# My case mod..



## AyanChoudhury (Dec 14, 2013)

So this is my budget case mod..
The case is a Zebronics Pace and is highly modded..
It even runs on a dual Psu setup to help power all the bells and whistles required..



please say how's it.


----------



## whitestar_999 (Dec 14, 2013)

what did you use to install front panel fan?


----------



## bssunilreddy (Dec 14, 2013)

AyanChoudhury said:


> So this is my budget case mod..
> The case is a Zebronics Pace and is highly modded..
> It even runs on a dual Psu setup to help power all the bells and whistles required..
> View attachment 12959
> ...



Wow its looking so cool. Dual PSU! Why? I am using 300R with a Side Panel but not like yours.Does the fans wires on the side panel obstruct anything in your case.If it is not so then I will also do it.In 1 word its awesome looking Cabinet MOD buddy.
Congrats.


----------



## harshilsharma63 (Dec 14, 2013)

Looks cool  What did you use to cut the front panel.


----------



## ankush28 (Dec 14, 2013)

Awesome mod 


harshilsharma63 said:


> What did you use to cut the front panel.

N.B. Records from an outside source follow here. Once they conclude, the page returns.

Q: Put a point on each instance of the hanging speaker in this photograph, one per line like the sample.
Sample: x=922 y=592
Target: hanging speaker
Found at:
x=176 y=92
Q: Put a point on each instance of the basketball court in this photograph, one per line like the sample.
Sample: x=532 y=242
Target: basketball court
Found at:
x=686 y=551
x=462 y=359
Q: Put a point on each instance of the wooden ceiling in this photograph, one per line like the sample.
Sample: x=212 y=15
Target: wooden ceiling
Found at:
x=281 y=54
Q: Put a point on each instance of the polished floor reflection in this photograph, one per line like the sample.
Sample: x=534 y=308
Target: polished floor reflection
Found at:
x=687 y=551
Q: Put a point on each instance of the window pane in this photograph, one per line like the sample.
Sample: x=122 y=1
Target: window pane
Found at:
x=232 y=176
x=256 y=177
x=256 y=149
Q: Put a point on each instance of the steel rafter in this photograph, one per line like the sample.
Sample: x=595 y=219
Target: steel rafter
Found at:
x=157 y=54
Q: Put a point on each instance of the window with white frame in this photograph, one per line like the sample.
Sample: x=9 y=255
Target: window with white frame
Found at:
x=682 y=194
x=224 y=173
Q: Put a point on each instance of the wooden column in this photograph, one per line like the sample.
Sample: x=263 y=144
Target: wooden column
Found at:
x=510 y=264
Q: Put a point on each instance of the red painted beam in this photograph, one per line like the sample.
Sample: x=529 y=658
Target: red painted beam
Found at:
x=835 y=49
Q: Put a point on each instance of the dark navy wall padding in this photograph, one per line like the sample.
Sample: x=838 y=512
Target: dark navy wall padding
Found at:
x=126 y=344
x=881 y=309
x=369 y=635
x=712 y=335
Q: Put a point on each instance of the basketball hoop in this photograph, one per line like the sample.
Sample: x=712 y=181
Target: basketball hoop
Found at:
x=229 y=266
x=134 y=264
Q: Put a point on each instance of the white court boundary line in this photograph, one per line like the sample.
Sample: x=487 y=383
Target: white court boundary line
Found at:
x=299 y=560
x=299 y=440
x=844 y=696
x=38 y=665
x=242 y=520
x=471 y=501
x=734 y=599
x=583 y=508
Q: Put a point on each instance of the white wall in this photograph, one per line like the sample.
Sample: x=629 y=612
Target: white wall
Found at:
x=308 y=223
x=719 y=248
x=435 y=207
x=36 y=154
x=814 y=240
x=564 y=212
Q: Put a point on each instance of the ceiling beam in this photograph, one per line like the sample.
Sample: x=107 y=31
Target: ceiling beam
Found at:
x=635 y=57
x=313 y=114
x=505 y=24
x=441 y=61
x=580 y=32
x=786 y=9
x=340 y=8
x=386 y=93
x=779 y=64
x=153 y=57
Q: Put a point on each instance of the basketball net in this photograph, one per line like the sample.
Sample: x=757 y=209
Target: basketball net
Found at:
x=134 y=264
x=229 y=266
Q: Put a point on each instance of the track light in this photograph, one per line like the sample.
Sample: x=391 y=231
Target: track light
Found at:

 It can be done by drilling holes first and then cutting by Jigsaw or Side cutter( they are like can openers)
Source : Mechanical engg. Student


----------



## harshilsharma63 (Dec 14, 2013)

ankush28 said:


> Awesome mod
> 
> 
> It can be done by drilling holes first and then cutting by Jigsaw or Side cutter( they are like can openers)
> Source : Mechanical engg. Student



I was thinking of using a hot knife


----------



## anirbandd (Dec 24, 2013)

@OP: 

well done!!


----------